Listen to my music and the message it conveys, follow me on social media @NakkiaGold, and share my music and story with your friends.

What are your “5 things I wish someone told me when I first started” and why. Please share a story or example for each.

1. You will not get much sleep. I have gone days without sleep because I have worked all night in the studio and have promo commitments during the day.

2. Do not get attached to songs. As a songwriter, you have your favorite songs, and they do not always fit the project. It is a heartbreaker in the beginning!

3. You must make sacrifices. I have had to disconnect myself from the world and lock myself in the studio to find my calling. I quarantined before the mandatory quarantine. I did not have much of a social life during that time.

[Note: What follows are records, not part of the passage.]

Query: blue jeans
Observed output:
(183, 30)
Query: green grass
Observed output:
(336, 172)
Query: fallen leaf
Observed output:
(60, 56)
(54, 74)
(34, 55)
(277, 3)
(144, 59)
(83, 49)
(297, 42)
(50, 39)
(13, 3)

4. It is not easy. There have been days when I have had no money. Not even for food. My writing partner and I would be in the studio trying to figure it out. Now that my career is taking off, I must perform at an elevated level. That requires exceedingly long workdays and dealing with much pressure. It is not easy, but if you push yourself, it will be worth it.

5. Discipline will get you where motivation will not. You must get up and work even when you do not like it or things get tough. It is about being consistent.

You are a person of enormous influence. If you could start a movement that would bring the most amount of good to the most amount of people, what would that be? You never know what your idea can trigger. 🙂

I would create a movement called “GoldSteps.” We would help youth develop a roadmap to achieve their goals and offer them resources and mentorship.

We are blessed that some of the biggest names in Business, VC funding, Politics, Sports, and Entertainment read this column. Is there a person in the world or in the US with whom you would love to have a private breakfast or lunch with, and why? He or she might just see this if we tag them 🙂

I would love to meet Jay Z. He planted the idea of thinking beyond music and using our platform to create opportunities for others. I would love to learn from him.

Thank you so much for these amazing insights. This was so inspiring, and we wish you continued success!